Indian Air Force Dhruv Chopper Crashes, 7 Dead

An HAL Dhruv advanced light helicopters of the Indian Air Force crashed this afternoon in the northern state of Uttar Pradesh, killing both pilots (a Wing Commander and Squadron Leader) and the five other ranks on board. The chopper took off from the IAF’s Bareilly air base at 3.53pm, crashing a little over an hour later following a may-day call. Today’s crash is the seventh crash of the type across users.

21 thoughts on “Indian Air Force Dhruv Chopper Crashes, 7 Dead”

  1. US armed force biggest forces in this world and they have better safty record than us, even pakstian has better safty record than us. We have not professional tech men and pilots, and I am sure in near future I will read another c130, c17, mki, migs and helicopters.

  2. "Anonymous said…

    Crashed 1hour AFTER the mayday call… Why did it take so long for help to arrive?"

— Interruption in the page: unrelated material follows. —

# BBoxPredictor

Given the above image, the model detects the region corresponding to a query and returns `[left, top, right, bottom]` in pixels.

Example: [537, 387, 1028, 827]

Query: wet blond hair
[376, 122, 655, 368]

    It crashed one hour after the take off, not one hour after the MAY DAY call. Please read carefully.

  3. Dhruv is underpowered. Not suitable for flying in himalayas. Drdo is just pushing half done projects to the forces. MI 17 is far more reliable. There have been a few emergency landings but no crashes.

  4. IAF crashes one thing or the other every week. Hope they maintain this record at least and not make it a daily affair. But choppers ferrying politicians hardly crashes.

  5. One of my colleague whos husband seems to be floor manager in HAL manufacturing unit told me 'Nobody in HAL gives a damm if the aircraft is manufactured defective its not their lives in jeopardy … !'

  6. Something fishy here . Personal opinion is that sabotage cannot be rules out. The machine simply falls out of the sky and all crash safety proof tech touted in this machine also collapses. No survivor can also mean an explosion .

    We still need the Dhruv for our forces and the mantra is – lage raho . A new management or an audit may be answer.

  7. Please declare DRDO as institutions of excellence, so that they don't have to bear the burden of 50 % substandard manpower. The quality and productivity will zoom to European standards.